ET EILAND WlERINGEN VOOR EEN HALVE EEUW
- 109 -
Uit de Wieringer Courant van zaterdag 20 mei 1939
We vinden dit versje in een brief van 'n reeds jaren overleden Stroeënaar, maar we gelooven dat alle
echte Stroeërs hem dit ook nu nog willen nazeggen, want inderdaad, zooals die rij oude boerderijen
daar ligt, op de hoogte aan 'n kronkelende binnenweg, al die walletjes en hekken, dan is daar niet dat
koude strakke, maar dat warme in alle vormen doorsneden landschap, dat aantrekt, niettegenstaande
boomengroepen bijna geheel ontbreken. Ja..., waarom Stroe eigenlijk zoo boomloos? De meeste oude
boerderijen hebben slechts 'n bloementuintje voor 't kamerraam en 'n beetje laag struikgewas om de
moestuin, maar dat is dan ook alles!
We hebben dikwijls oude Stroeërs er naar gevraagd, maar niemand kon ons daar 'n antwoord op geven.
Was dat waarschijnlijk een stijf principe van geslacht op geslacht, dat men niet wilde loslaten? We kun
nen 't ons moeilijk indenken, want ook de geneugten van 't leven liet men er niet voorbijgaan. We noem
den reeds 't wagentjesrijden, doch Stroe had ook met de Pinksterdagen z'n koekslieren, (hoe dat ging
beschreven we reeds eerder bij Den Oever) en 't krentebollen dobbelen met Nieuwjaar bij Piet Jongkind
en in 't huis van Elbert Lont, in de nabijheid van het kerkhof, dat voor kort werd afgebroken.
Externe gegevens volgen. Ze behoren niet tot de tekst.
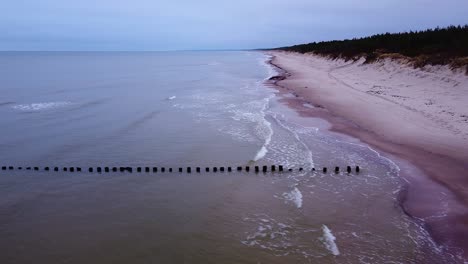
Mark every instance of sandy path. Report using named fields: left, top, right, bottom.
left=271, top=52, right=468, bottom=257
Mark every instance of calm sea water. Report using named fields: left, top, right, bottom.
left=0, top=52, right=460, bottom=263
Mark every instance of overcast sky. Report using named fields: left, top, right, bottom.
left=0, top=0, right=468, bottom=50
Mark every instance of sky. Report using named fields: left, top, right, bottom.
left=0, top=0, right=468, bottom=51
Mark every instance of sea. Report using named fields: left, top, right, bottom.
left=0, top=51, right=463, bottom=264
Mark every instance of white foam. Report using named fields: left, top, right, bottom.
left=12, top=102, right=71, bottom=111
left=254, top=145, right=268, bottom=161
left=322, top=225, right=340, bottom=256
left=283, top=187, right=302, bottom=208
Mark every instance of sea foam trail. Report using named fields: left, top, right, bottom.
left=254, top=97, right=273, bottom=161
left=12, top=102, right=71, bottom=111
left=322, top=225, right=340, bottom=256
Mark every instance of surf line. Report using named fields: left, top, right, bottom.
left=1, top=165, right=361, bottom=174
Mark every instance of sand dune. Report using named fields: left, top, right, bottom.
left=271, top=51, right=468, bottom=256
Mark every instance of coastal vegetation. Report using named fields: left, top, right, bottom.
left=276, top=25, right=468, bottom=73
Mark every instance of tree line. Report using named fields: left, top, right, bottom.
left=277, top=25, right=468, bottom=71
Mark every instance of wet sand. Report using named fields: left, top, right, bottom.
left=269, top=52, right=468, bottom=257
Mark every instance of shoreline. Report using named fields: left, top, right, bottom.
left=267, top=52, right=468, bottom=258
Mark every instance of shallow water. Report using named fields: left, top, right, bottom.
left=0, top=52, right=461, bottom=263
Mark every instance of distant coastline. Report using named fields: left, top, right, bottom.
left=266, top=25, right=468, bottom=74
left=267, top=51, right=468, bottom=257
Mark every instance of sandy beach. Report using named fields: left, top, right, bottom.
left=269, top=52, right=468, bottom=256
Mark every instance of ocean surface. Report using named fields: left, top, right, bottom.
left=0, top=51, right=461, bottom=264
Aan dit
alles kan men nagaan, dat Stroe vroeger meer dorpsallures had dan in dezen tijd. Er waren immers twee
kerken (een doopsgezinde en een hervormde), een school (in het vroegere huis van Jan Everts) en in de
boerenhofstede waar nu Simon Snooij woont, een bakkerij van Simon Tiesen. 't Een na het ander is met
de jaren verdwenen, doch daarmede ging tevens het dorpscachet van Stroe teloor.
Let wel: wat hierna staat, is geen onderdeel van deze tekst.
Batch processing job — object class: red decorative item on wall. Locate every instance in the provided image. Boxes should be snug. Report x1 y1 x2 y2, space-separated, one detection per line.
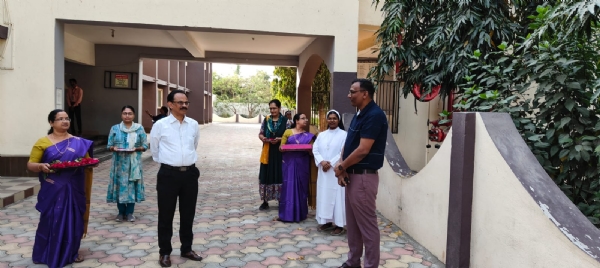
396 34 403 74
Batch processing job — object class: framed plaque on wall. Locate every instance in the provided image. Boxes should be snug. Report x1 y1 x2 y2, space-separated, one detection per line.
104 71 138 89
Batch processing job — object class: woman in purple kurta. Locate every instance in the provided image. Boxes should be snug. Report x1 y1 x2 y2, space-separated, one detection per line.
27 110 93 268
278 114 315 222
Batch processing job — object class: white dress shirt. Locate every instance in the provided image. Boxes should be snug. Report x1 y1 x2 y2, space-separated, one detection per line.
150 114 200 167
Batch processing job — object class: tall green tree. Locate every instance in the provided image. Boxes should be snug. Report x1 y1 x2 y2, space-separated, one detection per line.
369 0 541 97
213 69 271 117
311 61 331 130
271 67 298 109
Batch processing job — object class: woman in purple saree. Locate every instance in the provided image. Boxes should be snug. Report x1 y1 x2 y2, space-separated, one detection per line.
278 114 315 222
27 109 93 268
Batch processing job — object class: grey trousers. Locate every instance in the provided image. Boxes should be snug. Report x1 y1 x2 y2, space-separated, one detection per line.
346 174 380 268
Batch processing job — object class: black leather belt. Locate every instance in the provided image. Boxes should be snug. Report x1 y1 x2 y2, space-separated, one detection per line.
160 164 196 171
346 168 377 174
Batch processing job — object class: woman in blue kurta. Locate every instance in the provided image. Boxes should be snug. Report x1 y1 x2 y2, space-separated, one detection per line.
27 109 93 268
278 114 315 222
106 105 148 222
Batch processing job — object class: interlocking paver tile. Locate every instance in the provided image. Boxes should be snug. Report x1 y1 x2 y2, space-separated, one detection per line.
0 124 444 268
221 256 246 267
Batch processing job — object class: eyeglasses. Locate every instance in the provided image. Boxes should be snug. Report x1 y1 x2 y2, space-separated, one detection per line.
173 101 190 106
348 89 366 95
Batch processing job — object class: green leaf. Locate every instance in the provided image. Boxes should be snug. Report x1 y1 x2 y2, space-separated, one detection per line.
498 42 506 50
565 99 575 111
557 117 571 128
567 82 581 89
527 135 542 141
533 142 550 149
558 136 573 144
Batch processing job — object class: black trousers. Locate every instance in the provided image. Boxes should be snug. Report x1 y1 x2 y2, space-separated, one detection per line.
156 167 200 256
69 104 81 135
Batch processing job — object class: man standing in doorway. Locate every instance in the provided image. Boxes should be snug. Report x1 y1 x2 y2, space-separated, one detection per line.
285 111 294 129
150 90 202 267
67 79 83 136
335 79 388 268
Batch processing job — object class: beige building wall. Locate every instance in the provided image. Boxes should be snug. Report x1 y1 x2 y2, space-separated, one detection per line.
0 0 359 156
358 0 383 25
65 33 96 65
394 94 448 171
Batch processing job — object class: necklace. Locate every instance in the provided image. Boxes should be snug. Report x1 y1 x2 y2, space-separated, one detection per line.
52 133 71 155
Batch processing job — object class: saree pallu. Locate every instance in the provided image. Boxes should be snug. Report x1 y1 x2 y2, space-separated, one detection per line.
32 137 93 268
258 115 285 201
279 132 314 222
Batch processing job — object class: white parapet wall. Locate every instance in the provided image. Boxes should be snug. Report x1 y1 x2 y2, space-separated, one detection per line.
213 114 235 123
377 114 600 268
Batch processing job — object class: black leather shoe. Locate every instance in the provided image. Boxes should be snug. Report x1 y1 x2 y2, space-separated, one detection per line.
339 262 360 268
181 250 202 261
158 255 171 267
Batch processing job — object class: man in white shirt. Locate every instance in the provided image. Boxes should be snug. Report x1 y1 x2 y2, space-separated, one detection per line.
150 90 202 267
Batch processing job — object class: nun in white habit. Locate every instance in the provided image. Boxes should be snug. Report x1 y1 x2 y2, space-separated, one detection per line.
313 110 346 235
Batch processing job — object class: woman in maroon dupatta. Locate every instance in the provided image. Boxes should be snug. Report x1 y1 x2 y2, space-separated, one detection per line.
277 114 315 222
27 109 93 268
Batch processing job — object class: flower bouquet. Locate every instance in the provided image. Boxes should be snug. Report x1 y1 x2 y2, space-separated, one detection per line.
50 157 100 170
113 148 135 152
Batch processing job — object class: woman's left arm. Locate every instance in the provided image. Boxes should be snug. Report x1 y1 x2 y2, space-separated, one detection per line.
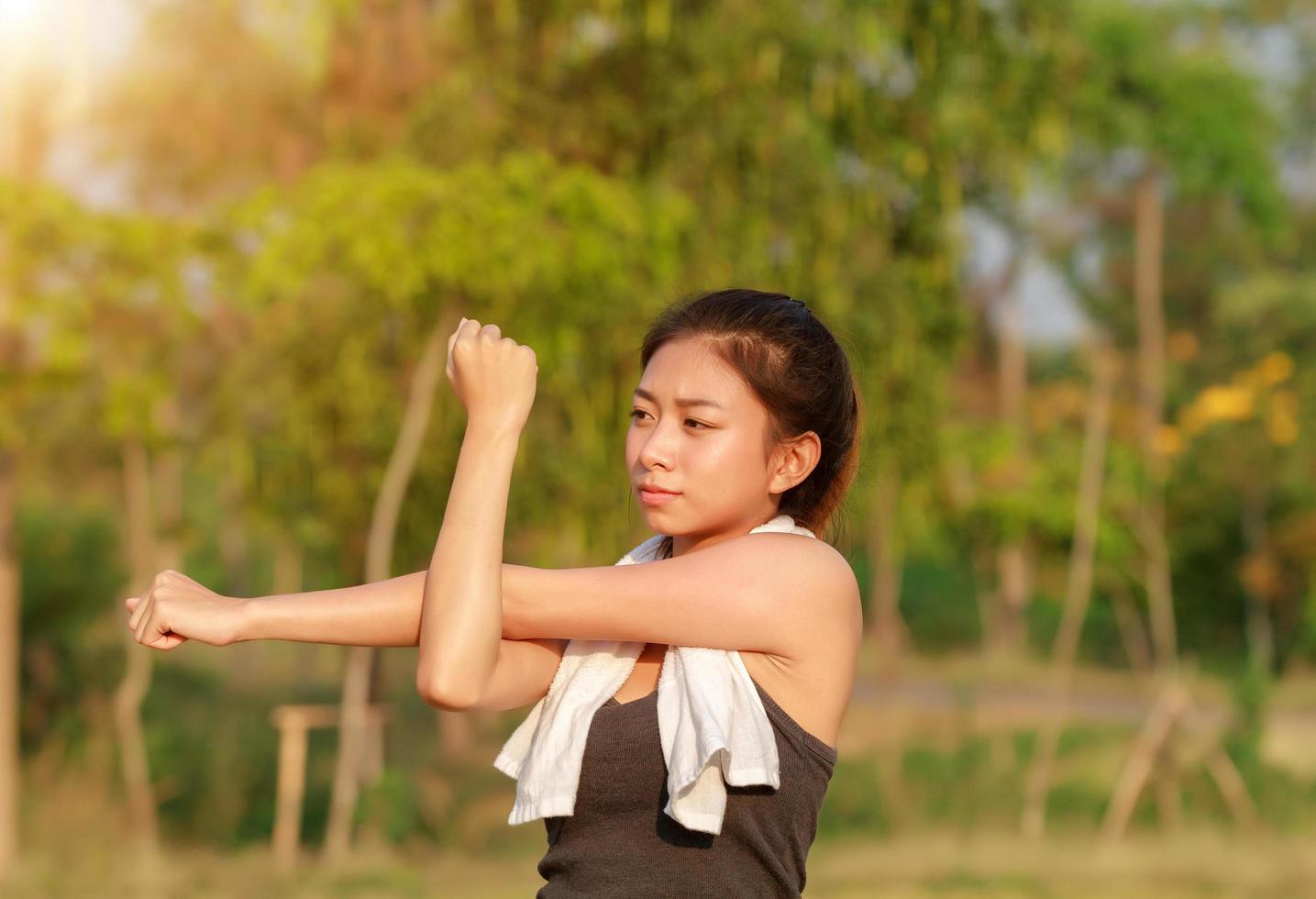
503 533 863 658
415 318 538 708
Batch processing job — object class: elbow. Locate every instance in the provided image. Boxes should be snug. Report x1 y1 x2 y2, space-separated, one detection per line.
415 669 478 712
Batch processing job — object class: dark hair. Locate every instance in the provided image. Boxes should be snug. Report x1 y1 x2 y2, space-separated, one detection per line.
639 288 859 558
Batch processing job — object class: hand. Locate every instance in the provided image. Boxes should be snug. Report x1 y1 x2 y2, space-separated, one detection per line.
446 318 539 432
124 570 243 649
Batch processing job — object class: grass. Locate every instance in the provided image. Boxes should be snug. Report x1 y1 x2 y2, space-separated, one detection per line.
4 830 1316 899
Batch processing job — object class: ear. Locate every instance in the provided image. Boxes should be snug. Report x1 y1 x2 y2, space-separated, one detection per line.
768 430 823 494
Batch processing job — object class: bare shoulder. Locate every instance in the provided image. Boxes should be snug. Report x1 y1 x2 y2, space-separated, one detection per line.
741 533 863 747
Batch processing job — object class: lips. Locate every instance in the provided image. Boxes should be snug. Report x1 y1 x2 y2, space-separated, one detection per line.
639 487 680 505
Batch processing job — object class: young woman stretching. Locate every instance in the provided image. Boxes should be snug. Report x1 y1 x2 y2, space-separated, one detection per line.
127 290 862 896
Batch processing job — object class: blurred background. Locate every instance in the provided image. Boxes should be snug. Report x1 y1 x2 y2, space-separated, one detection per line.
0 0 1316 896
Het historische hervormde kerkje viel onder sloopershanden, en de oude "Vermaning" van 1738 werd 6
april 1933 door het vuur verwoest. Zeker mag hier gesproken worden van een ramp, als we gevoelen,
dat dit schuilkerkje, waar de voorvaderen gebeden en gestreden hebben voor hun geloof, meer was als
een monument; het is geweest de slagader van het Stroeër Doopsgezind geloofsleven. De stichtingsda
tum van 1738 blijkt echter een "verbouwing", want Ds. Wiersma, schrijft daaromtrent:
Onder de jaren 1737 en 1738 worden mededeelingen gedaan omtrent de kerkgebouwen, hier nooit
gelijk elders vermaningen, maar steeds vergaderplaatsen genoemd. Er waren er vanouds drie: ééne op
de geest bij Den Oever, ééne te Stroe en ééne even beoosten het dorp Hippolytushoef. Deze werden
volgens de oude berichten op de volgende wijze onderhouden: die op de geest door de leden in den ban
van Oosterland en Den Oever wonende, die te Stroe door de daar gevestigde leden en die te
Hippolytushoef door de leden ingezetenen van dat dorp en van den Westerlandschen ban. Daar evenwel
in het gebouw op de geest hoe langer hoe minder gepredikt werd en dit gedurig meer in verval raakte,
werd het ('t is reeds tal van jaren geleden) verkocht.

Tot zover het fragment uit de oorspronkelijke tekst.